Addressing Medical Needs in Rural Ghana with Blue-Med Africa

Jul 26, 2012
Laura Ghana Volunteer

Today's guest post is written by Laura, a second year pre-med student from the UK. During the summer of 2012 she chose to volunteer with Blue-Med Africa in Ghana, and volunteered on several medical projects while out there. She writes for Degree Jungle, a resource for college students.

Across the world, billions of people suffer from health inequalities that lead to untimely and unreasonable deaths. In the developing world health care is not accessible for many, and the basic living standards needed in order to fight off diseases can also not be achieved. During the summer of 2012 I chose to broaden my view of health care across the world by spending a month in Ghana. During my time there I worked on several medical projects, the majority of which focused on delivering care to those in rural areas who could not access it.

As an international volunteer, one of my main areas of focus was medical outreach. The areas our group visited consisted of derelict buildings which we would use to set up our stations. Those who came to the make-shift clinics we set up would often not see a doctor or nurse for months, and so the health of the patients there would be dire. Our first port of call would be to take basic vital signs, before passing the patients over to a nurse for a consultation, who would then refer them to our emergency pharmacy. Over the space of five hours we attended to hundreds of men, women and children with diseases like cholera, malaria and severe hypertension.
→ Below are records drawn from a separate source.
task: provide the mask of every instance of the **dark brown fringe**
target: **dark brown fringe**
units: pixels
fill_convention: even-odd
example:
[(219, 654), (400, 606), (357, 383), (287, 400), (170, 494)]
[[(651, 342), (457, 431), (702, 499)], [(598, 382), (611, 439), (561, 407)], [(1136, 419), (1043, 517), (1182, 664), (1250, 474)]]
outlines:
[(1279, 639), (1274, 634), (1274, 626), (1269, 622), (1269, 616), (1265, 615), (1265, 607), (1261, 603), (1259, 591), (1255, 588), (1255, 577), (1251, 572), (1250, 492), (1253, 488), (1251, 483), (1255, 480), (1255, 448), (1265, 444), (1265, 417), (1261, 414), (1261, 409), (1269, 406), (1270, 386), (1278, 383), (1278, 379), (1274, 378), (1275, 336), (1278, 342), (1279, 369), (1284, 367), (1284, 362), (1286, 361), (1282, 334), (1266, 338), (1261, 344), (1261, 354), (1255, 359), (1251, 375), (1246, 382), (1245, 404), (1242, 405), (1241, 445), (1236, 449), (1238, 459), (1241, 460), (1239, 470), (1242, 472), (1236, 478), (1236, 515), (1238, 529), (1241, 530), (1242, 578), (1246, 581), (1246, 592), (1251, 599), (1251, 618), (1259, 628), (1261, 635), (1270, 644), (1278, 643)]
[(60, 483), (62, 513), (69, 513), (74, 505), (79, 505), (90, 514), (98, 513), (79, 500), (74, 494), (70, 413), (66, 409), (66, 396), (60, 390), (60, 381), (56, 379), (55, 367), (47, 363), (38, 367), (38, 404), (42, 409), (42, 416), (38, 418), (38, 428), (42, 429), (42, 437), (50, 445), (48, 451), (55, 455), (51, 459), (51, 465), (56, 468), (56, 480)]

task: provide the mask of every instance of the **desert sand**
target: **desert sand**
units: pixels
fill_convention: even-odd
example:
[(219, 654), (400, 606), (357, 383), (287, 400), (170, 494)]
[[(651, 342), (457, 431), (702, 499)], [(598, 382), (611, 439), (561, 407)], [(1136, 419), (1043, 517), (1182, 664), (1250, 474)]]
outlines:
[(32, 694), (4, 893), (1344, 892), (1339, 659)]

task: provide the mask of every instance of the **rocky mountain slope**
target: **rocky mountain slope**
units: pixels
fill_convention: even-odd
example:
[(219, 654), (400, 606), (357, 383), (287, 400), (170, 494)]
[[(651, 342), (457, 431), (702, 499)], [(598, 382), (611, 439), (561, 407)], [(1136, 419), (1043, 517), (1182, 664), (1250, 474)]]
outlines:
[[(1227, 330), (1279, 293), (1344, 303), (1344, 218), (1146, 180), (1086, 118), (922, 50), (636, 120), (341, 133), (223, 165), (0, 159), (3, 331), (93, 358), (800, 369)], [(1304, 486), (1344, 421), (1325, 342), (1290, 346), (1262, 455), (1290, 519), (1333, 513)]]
The majority of the children who saw us would have severe fevers, and without the right assistance would have contributed to Ghana's child mortality rate.

While visiting rural communities as a part of our medical outreach program was beneficial for a short while, it left many of us wondering what the real long-term benefits would be. For those who received treatment for diseases like malaria, no real follow-up appointments were available, and so there was no way to ascertain whether what we had done was effective. Unfortunately, many rural residents across Ghana cannot access treatment that is any better. Health care is not free here, and so if they cannot afford basic fees and a taxi fare to the nearest hospital, they have to suffer. We saw one example of this in its extremes during our last medical outreach, where one girl had a wound across her forehead that required stitches, but could not afford the $10 to reach the hospital and pay for treatment. In the end, we paid for her.

Throughout my time in Ghana, I have also assisted on maternity wards without basic facilities, and in a leprosy village where the residents never leave. During these times I really felt as though my presence made a minor difference, but I am still aware that a long-term solution needs to be found in order for care to be fair and accessible. Overall, my time with Blue-Med Africa in Ghana has made me realize that the world needs to do more to make access to care equal, otherwise injustices will continue.